Gov. Kasich introduced his funding formula this way.

KASICH: “If you are poor, you’re going to get more. If you’re richer, you’re going to get less.”

But critics have said that’s not the way the plan looks on paper. They point to huge funding increases in wealthy districts such as Olentangy Local, New Albany and Twinsburg, while many districts in poorer, rural areas are getting no more money. The governor defends those increases, saying the student populations in those districts have exploded in population as property values have fallen.

And the governor says there is increased funding for education in his budget, and he’s irritated with claim that school funding is not at the level it was before his first budget, in which K-12 education took cuts.

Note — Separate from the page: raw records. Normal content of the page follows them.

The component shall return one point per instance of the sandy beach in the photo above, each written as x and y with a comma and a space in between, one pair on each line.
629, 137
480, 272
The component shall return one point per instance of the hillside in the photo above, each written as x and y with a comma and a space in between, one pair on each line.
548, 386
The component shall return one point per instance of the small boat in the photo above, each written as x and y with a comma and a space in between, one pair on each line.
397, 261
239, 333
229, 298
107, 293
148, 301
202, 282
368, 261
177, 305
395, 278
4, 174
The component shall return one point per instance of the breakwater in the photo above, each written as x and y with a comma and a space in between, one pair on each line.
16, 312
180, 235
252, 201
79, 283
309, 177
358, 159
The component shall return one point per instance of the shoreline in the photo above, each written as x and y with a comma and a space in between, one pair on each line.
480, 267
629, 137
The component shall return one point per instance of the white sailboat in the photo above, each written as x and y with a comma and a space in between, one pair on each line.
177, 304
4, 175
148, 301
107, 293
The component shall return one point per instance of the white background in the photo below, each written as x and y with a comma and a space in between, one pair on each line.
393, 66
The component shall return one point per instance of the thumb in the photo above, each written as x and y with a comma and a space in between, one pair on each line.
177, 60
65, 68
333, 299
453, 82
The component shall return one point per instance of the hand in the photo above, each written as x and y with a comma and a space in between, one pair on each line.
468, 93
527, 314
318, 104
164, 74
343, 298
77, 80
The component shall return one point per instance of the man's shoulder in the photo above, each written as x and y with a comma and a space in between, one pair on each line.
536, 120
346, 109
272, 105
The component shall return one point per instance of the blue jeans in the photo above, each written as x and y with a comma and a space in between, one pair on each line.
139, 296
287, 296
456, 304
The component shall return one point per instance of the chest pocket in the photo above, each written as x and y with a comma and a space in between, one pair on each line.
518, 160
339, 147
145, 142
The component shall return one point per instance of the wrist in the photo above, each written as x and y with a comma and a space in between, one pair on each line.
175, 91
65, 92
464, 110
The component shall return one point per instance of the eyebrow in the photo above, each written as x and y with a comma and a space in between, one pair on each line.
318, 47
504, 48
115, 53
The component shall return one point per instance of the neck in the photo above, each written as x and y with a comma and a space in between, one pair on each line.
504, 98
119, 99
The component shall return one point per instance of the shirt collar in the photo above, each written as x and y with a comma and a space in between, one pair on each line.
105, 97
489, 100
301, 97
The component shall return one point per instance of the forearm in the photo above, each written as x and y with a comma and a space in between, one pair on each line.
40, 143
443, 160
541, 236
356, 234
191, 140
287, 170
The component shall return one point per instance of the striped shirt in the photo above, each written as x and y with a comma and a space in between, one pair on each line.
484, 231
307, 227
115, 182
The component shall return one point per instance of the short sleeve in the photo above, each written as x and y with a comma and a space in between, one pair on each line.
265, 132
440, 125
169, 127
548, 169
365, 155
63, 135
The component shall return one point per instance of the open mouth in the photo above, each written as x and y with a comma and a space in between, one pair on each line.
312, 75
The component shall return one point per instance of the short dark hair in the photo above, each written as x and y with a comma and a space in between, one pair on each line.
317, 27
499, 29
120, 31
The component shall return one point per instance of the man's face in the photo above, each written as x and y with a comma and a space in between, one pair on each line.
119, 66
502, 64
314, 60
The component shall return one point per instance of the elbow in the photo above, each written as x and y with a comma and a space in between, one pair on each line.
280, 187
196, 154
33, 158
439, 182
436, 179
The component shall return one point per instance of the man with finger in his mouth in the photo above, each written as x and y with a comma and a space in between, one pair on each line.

KASICH: “The fact of the matter is K-12 is important. That’s why we’re putting so much more money in it now.”

KASLER: “But some communities and schools are saying they’re still not back to where they were when your last budget was introduced, when they took cuts.”

KASICH: “Well, that’s false. It’s just not true. I mean, they can say whatever they want. That’s not true. You know, at the end of the day we have said that no school district would be cut. We have a $1.2 billion increase -- it’s almost a 6 percent increase in K-12 funding. Now, if you’re increasing K-12 by almost 6 percent, I don’t know how, I really don’t know how you talk about that as a cut. But let’s face it -- you know, in, sometimes in the school bureaucracy if you gave them a trillion dollars it would never be enough. And I understand that, and that’s okay.”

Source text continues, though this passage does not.